盛冕的性格本來就是這樣,又格外心疼小兒子,自從相認,他跟白亦陵說話的時候一直都是這樣和聲細語的,連聲音高一點都不會。白亦陵這段日子也逐漸有些習慣了,垂下目光笑了笑,要說什麼,臉色卻忽然一變:“爹……”
盛冕擡着的手在半空中定住了,怔怔看着白亦陵,還以為自己沒聽清楚他說話。
白亦陵卻顧不上别的,連忙握住盛冕的肩膀,說道:“你這裡什麼時候受的傷?得趕緊上藥啊!”
這傷是盛冕剛才因為着急救他,被胡蓬砍出來的,還着實不淺,隻是他着急之下自己沒有意識到疼痛罷了。白亦陵随身帶着藥,連忙拿出來給他抹上包紮好,又把陸嶼抱過來,依樣給小狐狸後背上的傷處抹了藥膏。
盛冕看看自己手臂上包紮完成的傷口,又默默瞧着小兒子繼續動作娴熟地包狐狸,最後打了個同款蝴蝶結。
盛铎湊過來笑道:“小弟,咱們第一次見面的時候我就瞧見你帶着這隻小狐狸,一直養着它嗎?”

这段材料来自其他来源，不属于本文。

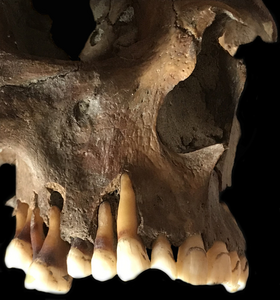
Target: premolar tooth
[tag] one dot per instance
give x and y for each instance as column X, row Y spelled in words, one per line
column 79, row 257
column 219, row 264
column 104, row 259
column 162, row 257
column 48, row 272
column 132, row 258
column 192, row 264
column 19, row 251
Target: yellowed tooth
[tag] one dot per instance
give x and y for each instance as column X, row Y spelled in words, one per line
column 79, row 258
column 132, row 258
column 162, row 257
column 244, row 273
column 48, row 272
column 192, row 264
column 19, row 251
column 232, row 286
column 104, row 259
column 219, row 264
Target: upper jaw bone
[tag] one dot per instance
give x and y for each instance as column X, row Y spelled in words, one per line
column 131, row 253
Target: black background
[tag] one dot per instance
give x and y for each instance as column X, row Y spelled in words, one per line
column 253, row 199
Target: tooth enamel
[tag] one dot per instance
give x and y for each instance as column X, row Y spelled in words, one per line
column 79, row 258
column 233, row 286
column 192, row 264
column 219, row 264
column 162, row 257
column 48, row 272
column 244, row 273
column 19, row 251
column 132, row 258
column 104, row 259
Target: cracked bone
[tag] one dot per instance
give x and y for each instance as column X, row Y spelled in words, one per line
column 132, row 258
column 192, row 264
column 79, row 258
column 48, row 271
column 104, row 259
column 162, row 257
column 19, row 252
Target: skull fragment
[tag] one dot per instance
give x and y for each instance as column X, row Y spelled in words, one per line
column 130, row 147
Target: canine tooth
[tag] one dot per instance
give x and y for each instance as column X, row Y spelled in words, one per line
column 219, row 264
column 19, row 251
column 132, row 258
column 48, row 272
column 104, row 259
column 162, row 257
column 192, row 264
column 244, row 273
column 79, row 257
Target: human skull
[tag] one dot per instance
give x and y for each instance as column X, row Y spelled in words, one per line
column 151, row 104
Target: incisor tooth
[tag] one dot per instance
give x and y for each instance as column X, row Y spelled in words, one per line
column 104, row 259
column 19, row 251
column 192, row 264
column 48, row 272
column 79, row 257
column 219, row 264
column 132, row 258
column 162, row 257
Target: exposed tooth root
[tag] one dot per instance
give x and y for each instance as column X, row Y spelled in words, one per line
column 79, row 257
column 104, row 259
column 192, row 264
column 244, row 273
column 48, row 272
column 19, row 251
column 219, row 264
column 132, row 258
column 162, row 257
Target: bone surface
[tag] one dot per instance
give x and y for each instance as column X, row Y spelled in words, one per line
column 104, row 259
column 162, row 257
column 48, row 272
column 132, row 258
column 192, row 263
column 19, row 252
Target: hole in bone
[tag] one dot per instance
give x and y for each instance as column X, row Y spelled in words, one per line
column 196, row 113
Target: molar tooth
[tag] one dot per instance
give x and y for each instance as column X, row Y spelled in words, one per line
column 104, row 259
column 162, row 257
column 192, row 264
column 48, row 272
column 132, row 258
column 79, row 257
column 19, row 251
column 219, row 264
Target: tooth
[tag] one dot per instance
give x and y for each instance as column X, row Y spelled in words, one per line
column 19, row 251
column 162, row 257
column 219, row 264
column 244, row 273
column 79, row 257
column 48, row 271
column 232, row 286
column 132, row 258
column 104, row 259
column 192, row 264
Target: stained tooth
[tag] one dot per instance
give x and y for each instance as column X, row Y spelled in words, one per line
column 162, row 257
column 19, row 251
column 48, row 272
column 244, row 273
column 79, row 257
column 132, row 258
column 219, row 264
column 104, row 259
column 192, row 264
column 233, row 286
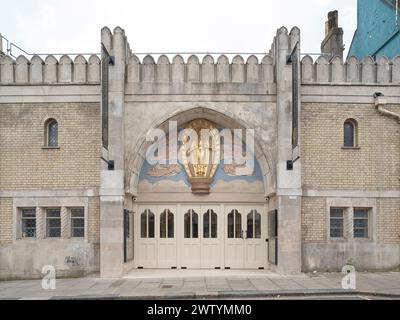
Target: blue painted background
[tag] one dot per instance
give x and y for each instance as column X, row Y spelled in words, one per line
column 377, row 32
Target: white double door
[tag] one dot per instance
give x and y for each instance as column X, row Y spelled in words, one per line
column 200, row 237
column 201, row 244
column 245, row 238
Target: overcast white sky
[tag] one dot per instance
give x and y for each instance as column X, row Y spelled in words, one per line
column 44, row 26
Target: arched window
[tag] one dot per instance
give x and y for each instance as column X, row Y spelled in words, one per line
column 167, row 225
column 350, row 133
column 254, row 225
column 147, row 223
column 234, row 225
column 210, row 225
column 51, row 133
column 191, row 225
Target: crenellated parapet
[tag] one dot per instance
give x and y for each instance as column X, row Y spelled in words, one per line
column 206, row 70
column 353, row 71
column 50, row 70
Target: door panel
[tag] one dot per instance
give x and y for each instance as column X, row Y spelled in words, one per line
column 147, row 246
column 167, row 240
column 191, row 248
column 211, row 238
column 255, row 245
column 234, row 242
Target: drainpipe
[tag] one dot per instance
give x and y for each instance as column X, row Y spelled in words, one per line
column 380, row 102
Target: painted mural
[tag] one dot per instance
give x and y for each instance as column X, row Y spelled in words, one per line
column 173, row 178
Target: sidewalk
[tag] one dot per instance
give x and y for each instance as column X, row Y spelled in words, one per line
column 148, row 284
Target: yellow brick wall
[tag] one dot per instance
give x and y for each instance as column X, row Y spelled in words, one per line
column 388, row 220
column 6, row 221
column 25, row 165
column 326, row 166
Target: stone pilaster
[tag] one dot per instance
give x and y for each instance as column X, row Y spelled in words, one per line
column 112, row 182
column 40, row 223
column 288, row 182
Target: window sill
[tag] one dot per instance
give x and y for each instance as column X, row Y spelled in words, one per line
column 351, row 148
column 350, row 240
column 51, row 148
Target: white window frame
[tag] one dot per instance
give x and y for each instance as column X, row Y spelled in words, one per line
column 70, row 218
column 349, row 204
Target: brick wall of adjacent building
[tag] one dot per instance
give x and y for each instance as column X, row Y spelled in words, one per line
column 6, row 221
column 326, row 166
column 375, row 166
column 26, row 165
column 388, row 220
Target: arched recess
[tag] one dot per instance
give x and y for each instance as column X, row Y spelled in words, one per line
column 135, row 157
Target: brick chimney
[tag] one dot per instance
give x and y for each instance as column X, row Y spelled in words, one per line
column 333, row 43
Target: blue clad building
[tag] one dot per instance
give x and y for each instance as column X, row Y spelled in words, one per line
column 378, row 29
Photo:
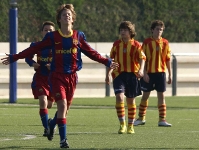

白亦陵道:“是啊,在外面撿的,就一直養着。剛才他為了救我受傷了。”
盛铎:“……”
他看看巴掌大的狐狸,再看看白亦陵,有點不能想象狐狸是怎麼“救”了他弟弟,而且白亦陵的口氣還那樣的一本正經,鄭重其事,就好像在說真的一樣。
但不論心裡面怎麼奇怪,弟弟說的話就是正确的,盛铎便也點了點頭,以和白亦陵同樣的認真口吻說道:“那回去之後一定要好好謝它。我……請他吃飯?”
白亦陵擡頭看了盛铎一眼,笑道:“好啊,他吃熟的。”
陸嶼頂着後背上的蝴蝶結站起來,甩了甩腦袋,不知道應該高興自己被正式介紹給白亦陵的家人了,還是憂郁他的地位似乎一直界定在“寵物”的位置上,并一去不回頭。
一場混亂之後,眼見大家的情緒都逐漸平複,盧宏他們也湊過來,暫時把白亦陵從盛家人的手裡借出,開始彙報工作。
“六哥,剛才吓死我了!”常彥博先笑着捶了他一拳,又道,“我們一路帶着狗過來,本來是想找胡蓬,沒想到竟然發現你也在。怎麼回事?”
白亦陵笑道:“我運氣好,升官發财擋不住,誰都能碰上。”
他把自己一路跟過來的事情簡單講了講,又讓人去試試還能不能把馮山挖出來,另一頭胡蓬被盛冕砍傷後也已經抓獲,白亦陵安排完畢,就走到了胡蓬的面前。
胡蓬身上有屬于野獸的兇殘和爆發力,也有屬于人類的狠勁,他天生就是個武學奇才,要不是陸嶼傷他在前,後面又有盛冕拼命和其他人的包抄圍剿,胡蓬也沒有那麼容易被捉到。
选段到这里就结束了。